Websites are constantly searching for new content to bring in traffic and keep established users returning for fresh material. Many of these websites pay for written content. If you can write well, know a little about how SEO (search engine optimization) works and have a computer, then you have the tools to start making money by writing for these websites. Pay can range from practically nothing to hundreds of dollars for a single piece.
So, where do you start? To get paid as a writer, it is a good idea to have a great portfolio. It doesn’t have to be extensive, but it should showcase the very best of your writing ability, preferably across different areas. A great place to create and store your portfolio is on your own blog dedicated to writing. This allows you to keep an updated portfolio showcasing your writing, add in links to published articles, and have a place that satisfied clients can leave you a review.
Along with your portfolio you need a great cover letter template that can be customized for each client. One warning about using a template: make sure you do customize it for each client. That doesn’t mean just plug in their names or website. It means adding details about the writing gig you are applying for. With your portfolio polished and ready, start by browsing the internet as you normally would. What are your favorite websites to visit? Go there, and look (usually in a drop-down menu or small lettering at the bottom) for something that says “Write for US.” Follow the link to learn what their requirements are for writers to submit their work for consideration. Think outside the box here.

Remember that great fishing trip your family took last summer? Write a short sample about it that emphasizes your strengths as a writer. Now go visit websites dedicated to fishing and pitch them your idea for an article about “Teaching Kids to Fish,” or “The Best Gear for the Beginner Salt Water Fisherman.” At this stage, it is all about getting your first few writing jobs. Don’t worry about the lack of pay or how obscure the publication is. Focus on becoming a published writer.
Once you have made your pitch to your favorite websites, it is time to hit the job boards. A simple Google search will reveal dozens. Find the ones that are most reputable, and start sending in proposals.
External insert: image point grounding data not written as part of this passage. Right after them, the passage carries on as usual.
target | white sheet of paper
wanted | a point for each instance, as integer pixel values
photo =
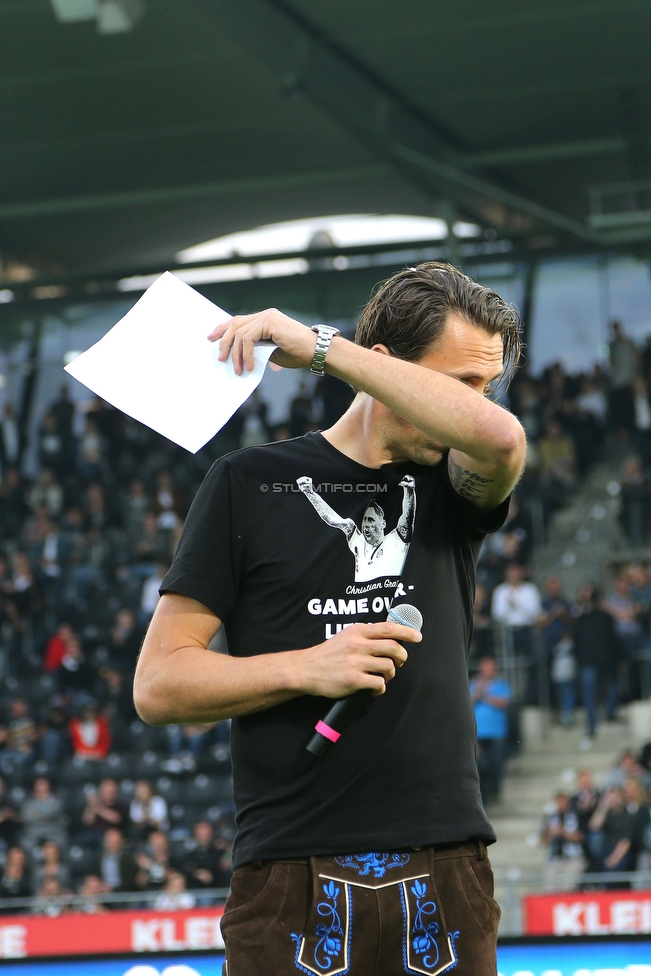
(157, 366)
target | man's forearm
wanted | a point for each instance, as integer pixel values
(442, 407)
(214, 686)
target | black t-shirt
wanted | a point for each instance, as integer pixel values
(286, 568)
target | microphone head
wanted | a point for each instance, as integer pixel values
(405, 614)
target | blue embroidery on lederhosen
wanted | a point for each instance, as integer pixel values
(378, 863)
(331, 953)
(423, 939)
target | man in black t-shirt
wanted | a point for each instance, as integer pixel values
(371, 858)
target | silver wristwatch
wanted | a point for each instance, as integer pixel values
(324, 336)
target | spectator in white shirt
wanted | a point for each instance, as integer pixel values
(516, 603)
(147, 812)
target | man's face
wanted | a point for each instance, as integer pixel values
(466, 353)
(487, 668)
(373, 527)
(112, 841)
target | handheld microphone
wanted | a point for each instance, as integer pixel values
(328, 729)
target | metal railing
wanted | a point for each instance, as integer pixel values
(145, 900)
(512, 885)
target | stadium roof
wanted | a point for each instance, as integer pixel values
(207, 117)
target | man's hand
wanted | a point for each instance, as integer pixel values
(305, 483)
(296, 342)
(360, 656)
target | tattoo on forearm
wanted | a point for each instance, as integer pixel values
(468, 484)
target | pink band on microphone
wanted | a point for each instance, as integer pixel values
(326, 731)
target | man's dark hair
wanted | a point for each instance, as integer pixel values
(408, 312)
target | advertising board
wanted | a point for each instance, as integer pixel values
(24, 936)
(548, 957)
(589, 913)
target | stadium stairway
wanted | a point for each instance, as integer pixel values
(533, 777)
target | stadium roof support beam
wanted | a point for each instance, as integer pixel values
(307, 62)
(176, 194)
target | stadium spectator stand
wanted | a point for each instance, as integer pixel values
(91, 799)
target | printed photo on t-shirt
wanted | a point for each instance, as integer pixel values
(377, 552)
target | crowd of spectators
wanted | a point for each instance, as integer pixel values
(91, 800)
(602, 831)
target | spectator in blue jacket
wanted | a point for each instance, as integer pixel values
(490, 697)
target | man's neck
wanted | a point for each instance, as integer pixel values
(356, 434)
Don’t forget to include samples with every proposal. People aren’t really interested in what you tell them you can do. You need to be able to show them. Be prepared for rejection. It can often take a while to get your first paid article, and that might be at a ridiculously low rate. Don’t be discouraged. Virtually every writer has had to pay these dues before they were able to establish themselves. Once you have an accepted article, and your client is happy with your work, politely ask if they would be willing to write a short recommendation or leave a positive review on your blog. These recommendations and reviews go a long way in helping you appear more legitimate to future clients.
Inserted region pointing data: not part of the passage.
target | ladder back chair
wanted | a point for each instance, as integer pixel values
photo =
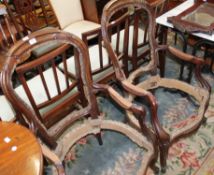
(147, 75)
(95, 122)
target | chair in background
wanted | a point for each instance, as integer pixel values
(28, 16)
(93, 125)
(9, 35)
(72, 18)
(149, 81)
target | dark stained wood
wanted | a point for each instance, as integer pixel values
(20, 152)
(34, 116)
(187, 26)
(90, 10)
(164, 139)
(93, 125)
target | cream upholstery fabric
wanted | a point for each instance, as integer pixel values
(35, 85)
(6, 111)
(94, 61)
(67, 11)
(80, 27)
(131, 30)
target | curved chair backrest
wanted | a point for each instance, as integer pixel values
(26, 45)
(133, 7)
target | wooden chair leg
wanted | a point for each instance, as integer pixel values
(163, 148)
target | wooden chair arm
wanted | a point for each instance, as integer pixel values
(137, 91)
(186, 57)
(121, 101)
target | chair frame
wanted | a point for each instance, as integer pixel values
(164, 140)
(93, 125)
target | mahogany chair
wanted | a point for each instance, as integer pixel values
(150, 82)
(100, 63)
(72, 18)
(56, 93)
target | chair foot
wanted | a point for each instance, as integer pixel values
(99, 138)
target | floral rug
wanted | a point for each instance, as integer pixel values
(120, 156)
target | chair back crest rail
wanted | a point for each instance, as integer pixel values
(153, 81)
(93, 125)
(31, 42)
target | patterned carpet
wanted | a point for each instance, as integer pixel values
(120, 156)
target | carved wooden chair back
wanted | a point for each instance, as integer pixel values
(148, 74)
(49, 135)
(49, 92)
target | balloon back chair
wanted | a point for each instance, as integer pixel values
(59, 93)
(142, 84)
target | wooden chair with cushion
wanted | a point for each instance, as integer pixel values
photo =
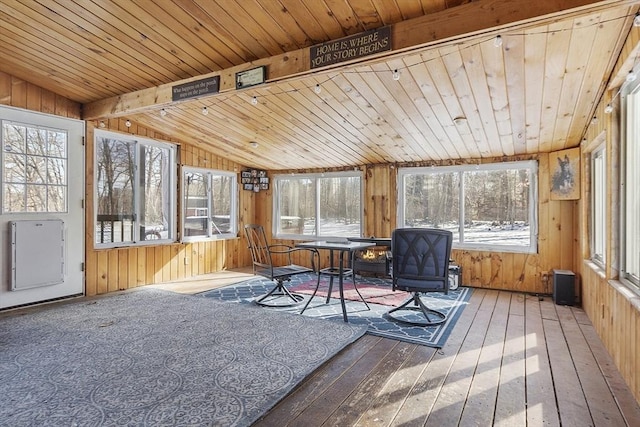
(265, 263)
(420, 264)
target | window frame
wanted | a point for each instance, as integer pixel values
(233, 215)
(629, 199)
(530, 165)
(46, 157)
(137, 142)
(598, 206)
(277, 179)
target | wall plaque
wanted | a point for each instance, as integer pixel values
(195, 89)
(352, 47)
(252, 77)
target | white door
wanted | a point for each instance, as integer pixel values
(41, 207)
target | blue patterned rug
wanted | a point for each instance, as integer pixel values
(155, 358)
(432, 336)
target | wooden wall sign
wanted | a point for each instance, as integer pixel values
(196, 88)
(352, 47)
(252, 77)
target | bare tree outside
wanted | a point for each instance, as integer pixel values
(35, 169)
(326, 206)
(495, 203)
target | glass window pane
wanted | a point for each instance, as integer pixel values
(14, 198)
(36, 168)
(432, 200)
(496, 207)
(15, 137)
(157, 193)
(114, 187)
(14, 168)
(196, 215)
(56, 173)
(25, 160)
(631, 160)
(296, 205)
(340, 206)
(57, 146)
(599, 207)
(36, 198)
(36, 141)
(56, 198)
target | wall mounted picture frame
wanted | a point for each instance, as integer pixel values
(564, 173)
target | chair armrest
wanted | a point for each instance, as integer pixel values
(281, 249)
Keep writing as it helps you to continue to hone your craft. Keep updating and polishing your portfolio. Use every rejection as a learning tool. If possible, ask for specific feedback on your writing. Although rejection stings, it is a great opportunity to improve your writing. When a client is thoughtful enough to provide you honest feedback, put your pride aside and take a hard look at what they are saying. Even if they do not want it re-submitted make the edits and corrections they suggested. This will help you understand more about what clients are looking for. Once you have a slew of published pieces and a portfolio that shines, then do some research on the top-paying publications in your niche. Start making your pitches there. Always be professional, polite and persistent. Eventually, you will land the opportunity to write for a website that pays significant money. Once you have that in your portfolio along with a positive endorsement from the editor, you will find that getting decent-paying writing jobs will come much easier. Learn from your mistakes and celebrate your victories.